Лексикология. Фразеология

Вид материалаДокументы

Содержание


Концептуализация добра и зла: универсальное и национально-специфическое
Добро и зло
Первоначальный этап
Подобный материал:
1   ...   20   21   22   23   24   25   26   27   28

^ КОНЦЕПТУАЛИЗАЦИЯ ДОБРА И ЗЛА: УНИВЕРСАЛЬНОЕ И НАЦИОНАЛЬНО-СПЕЦИФИЧЕСКОЕ

Валентина Аврамова

Болгария


Противопоставление добра и зла играло важную роль в архаических дуалистических мифах, где каждый из персонажей и символов относится либо к положительному ряду как носитель добра, либо к отрицательному как воплощение злого начала. Противопоставление добра и зла свойственно дуалистическим мифологиям и позднейших эпох: Древнего Египта, в древнеиранской традиции (“Авеста”), в Китае, в гомеровском эпосе, в кумранских текстах (конец 1-ого тысячелетия до н.э.). В сравнении с древними текстами ранняя евангелическая литература отличается крайне слабой выраженностью дуалистических воззрений. В развитых религиозно-философских системах добро и зло характеризуются как нравственные категории, определяющие поведение человека, не связанные с воздействием на него различных мифологических сил, хотя и в этот период в средневековых дуалистических эресях (например, в манихействе, у богомилов) наряду с воплощением доброго начала (богом) предполагается также и наличие отдельного воплощения зла (сатаны, Люцифера, Лукавия и т.п.).

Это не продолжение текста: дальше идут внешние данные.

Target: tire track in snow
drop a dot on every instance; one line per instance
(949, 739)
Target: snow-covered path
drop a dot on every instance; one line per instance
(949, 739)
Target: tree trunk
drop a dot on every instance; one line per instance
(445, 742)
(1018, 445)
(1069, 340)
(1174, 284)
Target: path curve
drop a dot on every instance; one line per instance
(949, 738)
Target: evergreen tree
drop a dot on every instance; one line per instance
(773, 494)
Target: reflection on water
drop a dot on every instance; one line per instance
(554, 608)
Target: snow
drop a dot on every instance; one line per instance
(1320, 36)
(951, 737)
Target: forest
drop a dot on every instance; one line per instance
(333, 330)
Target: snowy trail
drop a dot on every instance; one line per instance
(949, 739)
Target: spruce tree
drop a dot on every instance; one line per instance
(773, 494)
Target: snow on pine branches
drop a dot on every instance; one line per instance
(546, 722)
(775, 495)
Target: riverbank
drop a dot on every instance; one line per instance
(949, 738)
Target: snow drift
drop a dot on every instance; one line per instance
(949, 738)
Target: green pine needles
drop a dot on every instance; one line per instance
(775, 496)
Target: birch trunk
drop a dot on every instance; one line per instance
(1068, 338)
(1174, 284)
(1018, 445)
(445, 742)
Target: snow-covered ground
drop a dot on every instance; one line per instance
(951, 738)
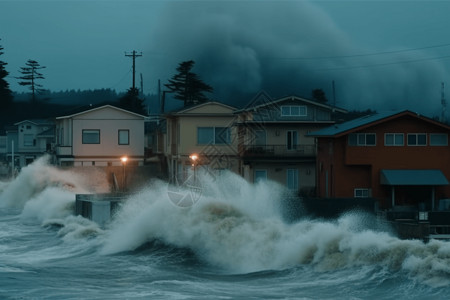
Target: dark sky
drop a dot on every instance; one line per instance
(380, 54)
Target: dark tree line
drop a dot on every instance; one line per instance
(6, 97)
(30, 76)
(187, 86)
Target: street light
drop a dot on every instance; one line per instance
(194, 158)
(124, 160)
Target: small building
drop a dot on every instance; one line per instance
(274, 142)
(29, 139)
(100, 136)
(206, 130)
(402, 159)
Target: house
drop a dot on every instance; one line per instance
(399, 158)
(201, 136)
(274, 142)
(29, 139)
(100, 136)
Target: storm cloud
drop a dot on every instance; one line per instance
(288, 47)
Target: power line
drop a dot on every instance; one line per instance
(366, 54)
(384, 64)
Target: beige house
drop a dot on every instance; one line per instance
(100, 136)
(273, 141)
(206, 131)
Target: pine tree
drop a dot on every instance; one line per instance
(30, 75)
(132, 102)
(6, 97)
(187, 86)
(319, 96)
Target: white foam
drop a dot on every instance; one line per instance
(236, 225)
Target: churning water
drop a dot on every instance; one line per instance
(233, 243)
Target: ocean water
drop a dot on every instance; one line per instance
(234, 243)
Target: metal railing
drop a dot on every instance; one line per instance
(278, 151)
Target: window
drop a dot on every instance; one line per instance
(124, 137)
(91, 136)
(213, 135)
(417, 139)
(260, 137)
(362, 139)
(292, 179)
(28, 140)
(438, 139)
(394, 139)
(293, 111)
(361, 193)
(260, 175)
(291, 139)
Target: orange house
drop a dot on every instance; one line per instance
(398, 158)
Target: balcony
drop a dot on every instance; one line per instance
(278, 151)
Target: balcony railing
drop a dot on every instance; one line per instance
(269, 151)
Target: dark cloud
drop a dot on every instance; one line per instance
(289, 47)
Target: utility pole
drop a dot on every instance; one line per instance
(443, 104)
(134, 54)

Предпосылки возникновения дуалистической системы коренятся и в особенностях человеческой психики; деление мира на противоположные категории прослеживается в фактах детской психологии. Таким образом, устройство мира, описываемое с помощью противопоставленных друг другу пар признаков (солнце-луна, небо-земля, мужской-женский, правый-левый, правда-кривда), имеет очень древнее происхождение.

Философский словарь определяет добро как высшую моральную ценность. Добро не является “добром по отношению к чему-нибудь”; оно не есть “высшее благо”, нечто сравнительное, а простая позитивность. Личность не является ни доброй, ни злой, ее этическая сущность состоит скорее в том, чтобы быть одинаково способной на добро и зло. Этически ценным (“добрым”) является поступок того, кто предпочитает добро злу в любой конкретной ситуации. “Добром не является ни идеальное бытие ценностей или их понятия, ни даже просто реальное существование ценного, а единственно телеология ценностей (злом – телеология антиценностей) в реальном мире” [Hartmann 1935] ... Добрым или злым является лишь человек как целенаправленно действующее существо, имеющее в своем распоряжении телеологию, т.е. человек в его отношении к ценностям” [Краткая философская энциклопедия 1994: 140]. Зло – это “1) противоположность добра; от понимании зла зависит также и определение понятия добра ... 2) то, что воспринимается как препятствующее жизни, уничтожающее ее или обеспечивающее некоторую ценность, то, что вызывает дисгармонию” [там же: 166].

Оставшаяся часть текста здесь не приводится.